This is ridiculous. Most of Thailand, and now most of Bangkok, is under water and clear blue skies and there I was, having to water my plants after four days and nights as dry as could be – fortunately, last night’s quick storm took care of that for me.
Forays out of my den of mice show that the bunker mentality is spreading fast: low walls are being built, sandbags piled up, heads hung. The accepted wisdom as of today is that, over the coming weekend, the river will overflow and we’re in for it. About time, too, I say!
Yes, it’s official: ‘Bangkok can’t be saved.’ At least that’s what TV5 says Her Master’s Clone is saying. Drolly enough, The Nation Online calls this drowning the PM’s ‘baptism of fire’.
The jackasses in charge, by discriminating between provinces and capital, and then between urban districts, have delayed the massive floods from the North to coincide with the highest tide of the year. Perfect timing, and maximum damage everywhere.
Except that this has given time to privileged urbanites to wall themselves in and stock up on essentials. As I have done. Three days ago, I raided three 7-Elevens and bought enough cigarettes to last me a month, as will the stocks of pastis and coffee. Vices first.
Meanwhile, the liquid noose is tightening around here.
Going yesterday morning to the dentist’s, three miles away, I managed to see my first evidence of flooding: a modicum of water cleaning cars’ wheels over a couple of hundred yards on one side of the road past a filled-up canal.

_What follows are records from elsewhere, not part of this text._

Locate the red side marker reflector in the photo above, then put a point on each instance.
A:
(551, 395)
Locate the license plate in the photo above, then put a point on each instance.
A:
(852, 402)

By last night, my daughter couldn’t drive through the same road. She just made it here this morning through a circuitous voyage involving several boat and motorcycle rides. She somehow remains hopeful of making it later today to Thammasat, across town, which is closed anyway, on an urgent errand.
Meanwhile, the neighbourhood department stores, plundered and soaking, have all called it quits. A quick walk through the Phrannok market yesterday showed that vegetables have become rare and expensive; eggs go for double the normal price. Vegetable and fruit sellers gave up their rounds of our streets two days ago. The monks have vacated Wat Karoake, Lent is over, but the chatty abbot apparently doesn’t know that yet.
No delivery of the Bangkok Post this morning, I wonder why: mail just came through as usual.
For all that, I’m doubly worried: the resident ghost is showering more often than ever, as the pump feeding the house with water from the front yard tank keeps working without any tap being turned on; more seriously, the tap by the water meter outside is leaking: I must have the BMA fellows fix this for me forthwith.